Seminal bioanalytical technologies for high-throughput analysis, such as flow cytometry and capillary electrophoresis, were leveraging microfluidic physical phenomena long before the advent of the term “microfluidics”. Transitioning from the initial solid-state micro-electronic fabrication approaches, microfluidic fabrication has moved towards polymer based technologies that are amenable to a rapid design, prototype, and test development cycle. In my dissertation, I took advantage of these features to create new tools for performing electrophoresis-based protein assays over a range of applications, including, rapid low-power electrophoretic immunoassays, open-microfluidic ‘soft-MEMS’ platform for high-throughput protein analysis, and spatially & temporally controlled separation media for enhanced single-cell western blotting assays.
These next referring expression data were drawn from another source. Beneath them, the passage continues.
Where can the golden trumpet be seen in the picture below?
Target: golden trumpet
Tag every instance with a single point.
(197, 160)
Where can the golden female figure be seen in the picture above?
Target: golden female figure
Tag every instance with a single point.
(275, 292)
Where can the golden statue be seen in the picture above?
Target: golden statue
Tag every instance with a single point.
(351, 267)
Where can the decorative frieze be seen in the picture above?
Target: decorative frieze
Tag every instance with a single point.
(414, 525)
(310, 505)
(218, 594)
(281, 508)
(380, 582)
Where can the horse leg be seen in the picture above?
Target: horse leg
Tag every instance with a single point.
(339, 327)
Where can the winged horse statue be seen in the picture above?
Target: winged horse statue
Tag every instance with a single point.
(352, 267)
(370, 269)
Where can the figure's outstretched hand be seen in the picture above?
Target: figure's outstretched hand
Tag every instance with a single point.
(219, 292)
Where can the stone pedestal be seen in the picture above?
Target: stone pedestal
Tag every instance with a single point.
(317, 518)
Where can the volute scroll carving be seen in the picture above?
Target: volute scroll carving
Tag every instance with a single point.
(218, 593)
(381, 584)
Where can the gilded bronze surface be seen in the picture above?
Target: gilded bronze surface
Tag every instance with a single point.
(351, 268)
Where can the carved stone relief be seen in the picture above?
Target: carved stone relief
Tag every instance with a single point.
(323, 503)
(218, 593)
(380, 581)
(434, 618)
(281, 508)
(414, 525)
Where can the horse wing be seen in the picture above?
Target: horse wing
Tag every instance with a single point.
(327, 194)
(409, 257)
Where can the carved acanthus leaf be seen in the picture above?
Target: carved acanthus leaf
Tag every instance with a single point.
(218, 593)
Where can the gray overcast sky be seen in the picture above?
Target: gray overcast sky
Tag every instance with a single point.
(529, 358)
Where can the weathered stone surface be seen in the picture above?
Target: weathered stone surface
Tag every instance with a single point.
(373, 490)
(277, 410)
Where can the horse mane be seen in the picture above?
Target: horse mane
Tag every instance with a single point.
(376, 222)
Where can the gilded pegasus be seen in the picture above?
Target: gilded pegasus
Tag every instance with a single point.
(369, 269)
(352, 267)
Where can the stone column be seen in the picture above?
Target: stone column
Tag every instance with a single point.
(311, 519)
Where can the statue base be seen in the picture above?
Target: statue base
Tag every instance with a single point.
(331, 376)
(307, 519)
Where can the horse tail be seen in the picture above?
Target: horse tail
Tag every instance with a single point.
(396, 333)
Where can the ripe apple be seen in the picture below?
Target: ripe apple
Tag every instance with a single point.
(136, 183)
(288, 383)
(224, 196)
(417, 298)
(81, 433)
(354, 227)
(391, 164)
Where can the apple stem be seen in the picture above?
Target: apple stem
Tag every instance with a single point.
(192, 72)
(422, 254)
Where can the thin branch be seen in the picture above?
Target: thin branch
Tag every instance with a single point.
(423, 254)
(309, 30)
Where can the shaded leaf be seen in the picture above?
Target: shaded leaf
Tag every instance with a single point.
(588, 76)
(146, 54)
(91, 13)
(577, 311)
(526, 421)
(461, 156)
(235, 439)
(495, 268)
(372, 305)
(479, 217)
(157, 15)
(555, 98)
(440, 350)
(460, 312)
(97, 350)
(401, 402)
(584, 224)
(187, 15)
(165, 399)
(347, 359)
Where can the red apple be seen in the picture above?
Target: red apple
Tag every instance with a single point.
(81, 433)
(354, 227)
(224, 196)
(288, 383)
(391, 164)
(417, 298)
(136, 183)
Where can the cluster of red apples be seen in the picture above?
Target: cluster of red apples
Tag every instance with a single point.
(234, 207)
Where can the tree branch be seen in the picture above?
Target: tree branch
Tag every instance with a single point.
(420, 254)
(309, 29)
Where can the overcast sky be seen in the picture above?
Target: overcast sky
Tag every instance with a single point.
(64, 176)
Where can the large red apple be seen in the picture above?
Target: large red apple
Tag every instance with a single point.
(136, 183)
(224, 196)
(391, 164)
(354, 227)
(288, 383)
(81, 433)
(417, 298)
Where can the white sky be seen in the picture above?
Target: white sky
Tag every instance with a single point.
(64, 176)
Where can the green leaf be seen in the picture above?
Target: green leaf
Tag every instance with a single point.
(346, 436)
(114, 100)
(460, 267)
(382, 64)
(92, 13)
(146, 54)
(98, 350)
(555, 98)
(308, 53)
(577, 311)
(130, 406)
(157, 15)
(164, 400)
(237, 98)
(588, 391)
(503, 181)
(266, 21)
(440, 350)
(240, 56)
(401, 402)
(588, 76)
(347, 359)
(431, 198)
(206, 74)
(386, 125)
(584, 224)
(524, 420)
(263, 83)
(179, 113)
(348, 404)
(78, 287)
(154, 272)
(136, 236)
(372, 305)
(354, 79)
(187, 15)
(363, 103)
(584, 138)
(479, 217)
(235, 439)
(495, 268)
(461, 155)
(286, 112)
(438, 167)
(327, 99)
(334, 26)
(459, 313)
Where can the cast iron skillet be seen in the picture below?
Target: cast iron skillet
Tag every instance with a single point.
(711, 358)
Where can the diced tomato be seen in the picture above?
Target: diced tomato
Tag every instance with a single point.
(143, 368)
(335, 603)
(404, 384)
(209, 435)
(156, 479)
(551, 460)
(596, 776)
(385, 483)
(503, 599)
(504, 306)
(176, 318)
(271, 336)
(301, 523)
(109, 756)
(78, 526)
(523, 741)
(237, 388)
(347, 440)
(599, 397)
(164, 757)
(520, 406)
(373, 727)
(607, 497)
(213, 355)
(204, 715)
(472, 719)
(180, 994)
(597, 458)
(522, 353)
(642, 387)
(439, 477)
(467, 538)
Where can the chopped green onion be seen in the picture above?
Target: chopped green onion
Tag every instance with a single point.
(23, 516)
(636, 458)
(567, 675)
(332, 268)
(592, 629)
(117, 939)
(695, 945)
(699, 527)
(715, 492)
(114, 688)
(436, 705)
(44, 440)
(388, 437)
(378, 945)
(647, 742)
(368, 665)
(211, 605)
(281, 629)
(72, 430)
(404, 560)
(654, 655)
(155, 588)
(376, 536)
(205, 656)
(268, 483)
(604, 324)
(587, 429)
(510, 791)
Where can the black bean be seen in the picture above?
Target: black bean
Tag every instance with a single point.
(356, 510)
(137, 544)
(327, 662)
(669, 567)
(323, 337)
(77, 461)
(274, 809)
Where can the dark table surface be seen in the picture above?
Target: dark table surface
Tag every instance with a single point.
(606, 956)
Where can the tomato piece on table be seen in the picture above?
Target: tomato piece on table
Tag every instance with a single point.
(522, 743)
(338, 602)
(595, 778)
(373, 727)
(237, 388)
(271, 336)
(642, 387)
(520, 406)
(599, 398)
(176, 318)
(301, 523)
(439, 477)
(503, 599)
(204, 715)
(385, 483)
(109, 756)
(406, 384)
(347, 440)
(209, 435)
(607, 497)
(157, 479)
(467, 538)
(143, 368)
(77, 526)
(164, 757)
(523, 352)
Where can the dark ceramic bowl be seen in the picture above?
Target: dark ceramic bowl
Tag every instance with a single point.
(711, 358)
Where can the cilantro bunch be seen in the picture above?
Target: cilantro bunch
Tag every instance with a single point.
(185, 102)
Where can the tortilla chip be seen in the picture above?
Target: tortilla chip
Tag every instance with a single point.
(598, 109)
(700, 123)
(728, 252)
Rapid low-power electrophoretic immunoassay: To reduce the power requirements for a portable electrophoresis platform, we developed a new assay format that minimized the separation length to 1 mm for an electrophoretic immunoassay. The polyacrylamide gel moving boundary electrophoresis (PAGMBE) assay consumed just 3 μW and was completed in less than 30 seconds using only a 9 V battery - the lowest voltage reported for an electrophoretic protein separation.
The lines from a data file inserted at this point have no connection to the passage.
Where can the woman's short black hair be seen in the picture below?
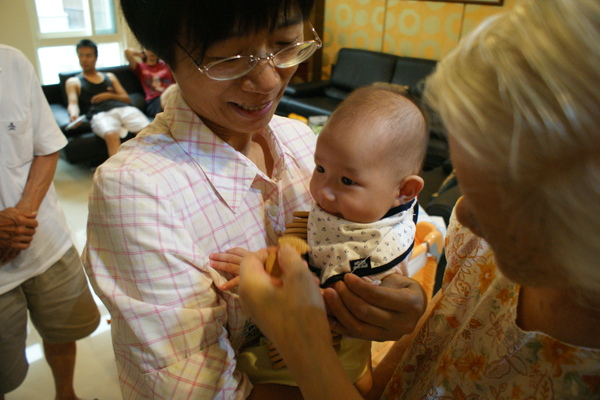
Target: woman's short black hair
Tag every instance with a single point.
(87, 43)
(198, 24)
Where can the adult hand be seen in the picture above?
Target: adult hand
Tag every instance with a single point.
(229, 262)
(8, 254)
(17, 228)
(365, 311)
(288, 307)
(100, 97)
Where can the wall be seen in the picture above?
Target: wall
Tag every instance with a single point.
(16, 30)
(423, 29)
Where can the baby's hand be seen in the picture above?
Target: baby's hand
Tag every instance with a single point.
(228, 262)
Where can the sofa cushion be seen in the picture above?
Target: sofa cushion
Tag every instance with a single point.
(356, 68)
(409, 71)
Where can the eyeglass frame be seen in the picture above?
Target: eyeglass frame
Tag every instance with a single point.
(253, 59)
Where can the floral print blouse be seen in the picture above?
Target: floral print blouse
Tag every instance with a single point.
(471, 348)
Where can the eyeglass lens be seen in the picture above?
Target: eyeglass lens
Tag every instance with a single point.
(235, 67)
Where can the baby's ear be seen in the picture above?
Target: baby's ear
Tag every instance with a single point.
(410, 187)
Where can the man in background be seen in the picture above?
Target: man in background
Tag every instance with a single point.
(102, 98)
(40, 269)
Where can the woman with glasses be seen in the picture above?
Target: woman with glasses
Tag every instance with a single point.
(216, 170)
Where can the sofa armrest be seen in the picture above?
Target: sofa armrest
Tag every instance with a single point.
(307, 89)
(53, 93)
(61, 115)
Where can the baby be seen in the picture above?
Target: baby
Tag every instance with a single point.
(365, 183)
(367, 160)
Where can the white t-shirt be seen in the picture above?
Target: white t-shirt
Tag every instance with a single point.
(28, 129)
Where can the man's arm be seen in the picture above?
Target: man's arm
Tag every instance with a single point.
(133, 58)
(120, 93)
(72, 88)
(40, 177)
(18, 223)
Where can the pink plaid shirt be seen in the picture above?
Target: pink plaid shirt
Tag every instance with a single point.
(169, 198)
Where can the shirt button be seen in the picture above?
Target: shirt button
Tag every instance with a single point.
(273, 211)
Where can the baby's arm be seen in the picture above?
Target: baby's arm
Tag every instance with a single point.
(229, 262)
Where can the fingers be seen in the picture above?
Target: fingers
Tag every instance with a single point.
(8, 254)
(230, 284)
(225, 262)
(370, 312)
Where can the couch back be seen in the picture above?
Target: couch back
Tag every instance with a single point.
(356, 68)
(409, 71)
(128, 80)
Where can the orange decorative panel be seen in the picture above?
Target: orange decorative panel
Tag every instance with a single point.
(413, 28)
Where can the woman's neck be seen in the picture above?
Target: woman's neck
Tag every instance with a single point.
(557, 313)
(252, 145)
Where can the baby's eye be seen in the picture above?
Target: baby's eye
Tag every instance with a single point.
(347, 181)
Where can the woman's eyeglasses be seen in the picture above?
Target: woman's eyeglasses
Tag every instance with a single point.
(237, 66)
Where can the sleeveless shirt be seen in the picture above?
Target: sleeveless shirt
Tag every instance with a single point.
(89, 90)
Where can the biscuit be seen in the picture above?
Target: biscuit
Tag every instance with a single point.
(299, 244)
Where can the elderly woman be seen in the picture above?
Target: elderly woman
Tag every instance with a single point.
(215, 171)
(519, 311)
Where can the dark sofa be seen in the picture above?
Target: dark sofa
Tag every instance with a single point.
(83, 146)
(354, 68)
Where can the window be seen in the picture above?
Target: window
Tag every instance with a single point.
(60, 24)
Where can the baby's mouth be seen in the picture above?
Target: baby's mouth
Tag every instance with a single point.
(252, 108)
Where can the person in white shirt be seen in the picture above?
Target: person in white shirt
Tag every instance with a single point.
(40, 269)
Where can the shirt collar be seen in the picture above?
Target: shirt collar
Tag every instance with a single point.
(230, 173)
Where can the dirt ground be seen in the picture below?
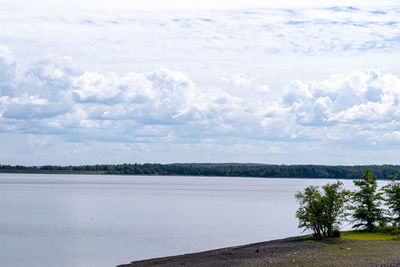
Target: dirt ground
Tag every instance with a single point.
(294, 251)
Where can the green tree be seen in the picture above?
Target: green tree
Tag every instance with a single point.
(322, 212)
(334, 200)
(392, 193)
(367, 213)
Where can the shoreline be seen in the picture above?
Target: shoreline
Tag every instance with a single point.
(267, 252)
(176, 175)
(288, 252)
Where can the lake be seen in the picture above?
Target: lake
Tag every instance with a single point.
(98, 220)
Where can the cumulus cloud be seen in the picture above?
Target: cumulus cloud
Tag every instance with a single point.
(166, 106)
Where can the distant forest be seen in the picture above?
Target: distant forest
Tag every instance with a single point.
(216, 169)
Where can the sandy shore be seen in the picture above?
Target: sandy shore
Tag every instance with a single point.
(293, 251)
(269, 252)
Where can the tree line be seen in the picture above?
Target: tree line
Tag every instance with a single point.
(369, 209)
(216, 169)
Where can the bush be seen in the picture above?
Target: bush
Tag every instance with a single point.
(322, 212)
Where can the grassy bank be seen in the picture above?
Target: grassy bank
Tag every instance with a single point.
(351, 249)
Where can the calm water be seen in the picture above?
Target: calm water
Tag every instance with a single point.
(90, 220)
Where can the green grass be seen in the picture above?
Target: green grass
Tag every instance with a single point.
(364, 236)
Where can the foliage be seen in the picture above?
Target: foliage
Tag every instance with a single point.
(216, 169)
(367, 201)
(322, 212)
(392, 193)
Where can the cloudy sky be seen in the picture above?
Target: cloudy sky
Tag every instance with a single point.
(199, 81)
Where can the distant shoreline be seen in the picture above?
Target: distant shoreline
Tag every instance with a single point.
(215, 170)
(2, 171)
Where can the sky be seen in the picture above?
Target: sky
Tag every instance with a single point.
(280, 82)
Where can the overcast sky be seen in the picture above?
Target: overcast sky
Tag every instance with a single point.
(87, 82)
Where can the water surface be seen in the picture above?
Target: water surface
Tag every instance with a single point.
(94, 220)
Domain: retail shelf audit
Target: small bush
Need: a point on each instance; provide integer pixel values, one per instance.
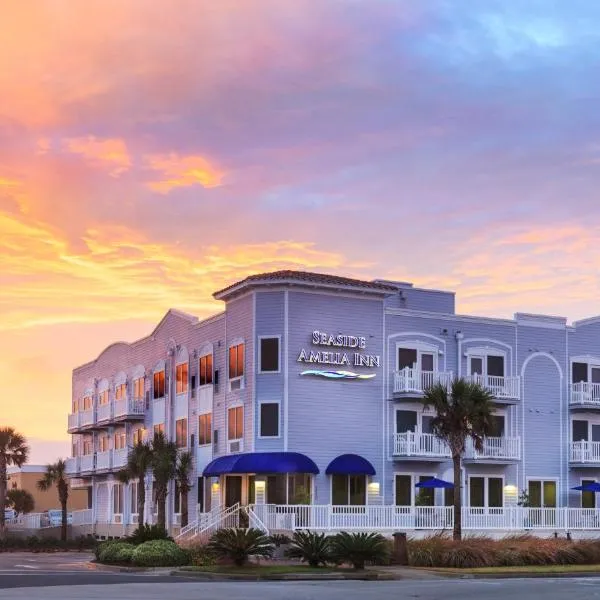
(359, 549)
(239, 545)
(113, 552)
(160, 553)
(310, 547)
(147, 533)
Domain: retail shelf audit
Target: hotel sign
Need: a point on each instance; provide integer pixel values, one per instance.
(340, 351)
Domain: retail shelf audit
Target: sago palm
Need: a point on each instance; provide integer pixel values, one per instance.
(56, 475)
(138, 464)
(462, 411)
(13, 452)
(185, 467)
(163, 464)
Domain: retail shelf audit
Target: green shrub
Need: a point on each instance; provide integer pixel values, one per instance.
(359, 549)
(280, 539)
(113, 552)
(239, 544)
(147, 533)
(160, 553)
(310, 547)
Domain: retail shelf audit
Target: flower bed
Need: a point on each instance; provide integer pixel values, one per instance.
(513, 551)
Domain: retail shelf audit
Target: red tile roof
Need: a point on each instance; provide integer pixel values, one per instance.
(304, 277)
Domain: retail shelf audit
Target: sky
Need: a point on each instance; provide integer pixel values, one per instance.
(153, 152)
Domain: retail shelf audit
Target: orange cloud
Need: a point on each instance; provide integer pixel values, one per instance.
(111, 152)
(182, 171)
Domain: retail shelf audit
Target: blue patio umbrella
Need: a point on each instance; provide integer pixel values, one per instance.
(588, 487)
(434, 482)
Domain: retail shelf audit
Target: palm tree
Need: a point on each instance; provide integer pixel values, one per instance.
(138, 463)
(164, 465)
(185, 466)
(56, 475)
(462, 411)
(21, 501)
(13, 452)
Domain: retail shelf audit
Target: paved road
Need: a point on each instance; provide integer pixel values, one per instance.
(129, 587)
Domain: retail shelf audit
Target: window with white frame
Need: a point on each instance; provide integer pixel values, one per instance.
(541, 493)
(269, 419)
(236, 361)
(420, 357)
(205, 370)
(268, 355)
(118, 499)
(181, 378)
(204, 429)
(486, 492)
(348, 490)
(235, 423)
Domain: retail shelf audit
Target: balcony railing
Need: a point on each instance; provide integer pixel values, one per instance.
(128, 407)
(585, 452)
(496, 447)
(72, 466)
(410, 443)
(503, 388)
(585, 393)
(103, 460)
(86, 463)
(416, 381)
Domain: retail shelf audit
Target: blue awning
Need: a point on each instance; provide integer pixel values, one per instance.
(261, 463)
(350, 464)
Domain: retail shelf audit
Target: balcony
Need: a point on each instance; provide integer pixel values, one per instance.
(72, 466)
(584, 394)
(585, 452)
(420, 445)
(128, 408)
(103, 461)
(414, 382)
(81, 420)
(504, 389)
(86, 463)
(495, 449)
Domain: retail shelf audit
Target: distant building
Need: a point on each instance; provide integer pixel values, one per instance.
(26, 478)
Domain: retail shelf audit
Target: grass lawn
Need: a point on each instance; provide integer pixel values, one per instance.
(550, 569)
(264, 570)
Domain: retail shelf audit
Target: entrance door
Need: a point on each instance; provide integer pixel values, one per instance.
(233, 490)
Open-microfluidic ‘soft-MEMS’ platform: We developed an open-channel hydrogel architecture for rapid protein analysis. Directly photo-patterned free-standing polyacrylamide gel (fsPAG) microstructures support electrophoretic performance rivalling that of microfluidic platforms while maintaining easy interfacing with automated robotic controllers and downstream processing (e.g., sample spotters, immunological probing). We demonstrated 96 concurrent SDS protein fsPAGE separations in under 5 minutes.

Spatially varied separation media: Grayscale mask photo-patterning of gel density realized periodic 1 mm gradient gels arrays for single cell analysis. These dense arrays with a spatially varied sieving medium enabled concurrent protein sizing for 1000s of single cells in parallel. We demonstrated the single cell gradient gel western blotting to analyze multiple targets in the Her2 signaling pathway in a primary breast cancer tissue that varied by an order of magnitude in molecular weight. This broad-range protein sizing 1 mm gradient gel condition corresponds to the molecular weight range for 78% of the human proteome.
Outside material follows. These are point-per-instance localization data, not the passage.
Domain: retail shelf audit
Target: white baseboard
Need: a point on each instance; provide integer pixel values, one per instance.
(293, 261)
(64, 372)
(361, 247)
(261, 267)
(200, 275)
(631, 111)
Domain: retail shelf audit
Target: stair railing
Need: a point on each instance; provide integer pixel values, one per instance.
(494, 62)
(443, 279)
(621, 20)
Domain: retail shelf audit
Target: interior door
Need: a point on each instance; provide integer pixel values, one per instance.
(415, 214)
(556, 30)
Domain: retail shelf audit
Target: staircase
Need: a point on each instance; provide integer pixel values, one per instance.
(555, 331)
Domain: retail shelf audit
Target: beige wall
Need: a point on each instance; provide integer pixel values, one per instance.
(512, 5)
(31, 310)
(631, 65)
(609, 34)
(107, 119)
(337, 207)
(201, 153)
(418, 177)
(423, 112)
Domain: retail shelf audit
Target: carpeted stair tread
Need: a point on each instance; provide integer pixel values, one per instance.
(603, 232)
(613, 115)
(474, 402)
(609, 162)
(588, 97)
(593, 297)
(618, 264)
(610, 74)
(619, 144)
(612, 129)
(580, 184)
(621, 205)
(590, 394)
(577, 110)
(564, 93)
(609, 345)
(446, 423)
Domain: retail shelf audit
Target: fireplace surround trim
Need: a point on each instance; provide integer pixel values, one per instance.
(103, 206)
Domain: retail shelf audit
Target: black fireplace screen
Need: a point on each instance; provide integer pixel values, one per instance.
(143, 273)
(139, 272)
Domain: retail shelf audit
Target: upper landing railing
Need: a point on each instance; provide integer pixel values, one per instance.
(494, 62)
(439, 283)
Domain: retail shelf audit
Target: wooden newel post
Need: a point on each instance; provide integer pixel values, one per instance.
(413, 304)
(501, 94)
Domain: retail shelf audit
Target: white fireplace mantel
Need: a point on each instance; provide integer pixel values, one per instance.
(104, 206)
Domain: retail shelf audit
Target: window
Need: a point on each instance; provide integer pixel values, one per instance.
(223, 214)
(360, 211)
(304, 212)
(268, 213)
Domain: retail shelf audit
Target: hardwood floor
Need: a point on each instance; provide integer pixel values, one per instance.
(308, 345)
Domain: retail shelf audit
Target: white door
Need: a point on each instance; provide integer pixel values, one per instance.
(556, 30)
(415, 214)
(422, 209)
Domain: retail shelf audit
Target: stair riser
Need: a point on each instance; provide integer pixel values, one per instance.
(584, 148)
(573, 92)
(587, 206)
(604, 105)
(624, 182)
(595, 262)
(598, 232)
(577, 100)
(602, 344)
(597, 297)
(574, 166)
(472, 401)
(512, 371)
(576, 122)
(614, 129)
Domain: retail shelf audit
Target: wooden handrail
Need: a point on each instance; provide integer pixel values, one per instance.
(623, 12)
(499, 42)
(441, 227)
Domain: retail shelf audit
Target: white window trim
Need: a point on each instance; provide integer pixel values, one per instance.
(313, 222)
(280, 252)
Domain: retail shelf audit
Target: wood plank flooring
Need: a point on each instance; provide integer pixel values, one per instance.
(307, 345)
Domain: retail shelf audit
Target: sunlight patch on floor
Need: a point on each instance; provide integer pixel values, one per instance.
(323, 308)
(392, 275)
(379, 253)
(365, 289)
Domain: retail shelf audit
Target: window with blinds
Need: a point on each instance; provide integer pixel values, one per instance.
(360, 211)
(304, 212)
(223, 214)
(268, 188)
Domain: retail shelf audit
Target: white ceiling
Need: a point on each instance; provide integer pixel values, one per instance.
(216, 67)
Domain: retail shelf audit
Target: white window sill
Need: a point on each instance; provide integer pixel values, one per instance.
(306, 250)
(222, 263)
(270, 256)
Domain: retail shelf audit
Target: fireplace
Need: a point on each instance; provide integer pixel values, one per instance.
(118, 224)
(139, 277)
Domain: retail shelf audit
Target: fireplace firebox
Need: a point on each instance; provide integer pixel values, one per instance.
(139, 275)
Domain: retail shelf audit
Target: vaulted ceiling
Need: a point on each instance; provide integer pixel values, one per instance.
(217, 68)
Pore-expansion for enhanced intra-gel assays: Protein separations in dense sieving media followed by in-gel immobilization enable high performance separations and minimal protein loss. This assay integration is necessary for processing low abundance samples – for example the protein content of a single cell. Unfortunately, for dense sieving medium prevents easy access for downstream assays on the immobilized proteins. We developed an active hydrogel matrix that could maintain a dense form to achieve a high-resolution protein separation and immobilization, then after a simulation, could transition to a lower-density form that is more accessible to antibody probing and the delivery of other large-reagents.

In summary, this dissertation focused on high-throughput protein analysis platforms that are designed towards the goal of massively parallelized proteomics, a major unrealized goal from bioanalytical technology.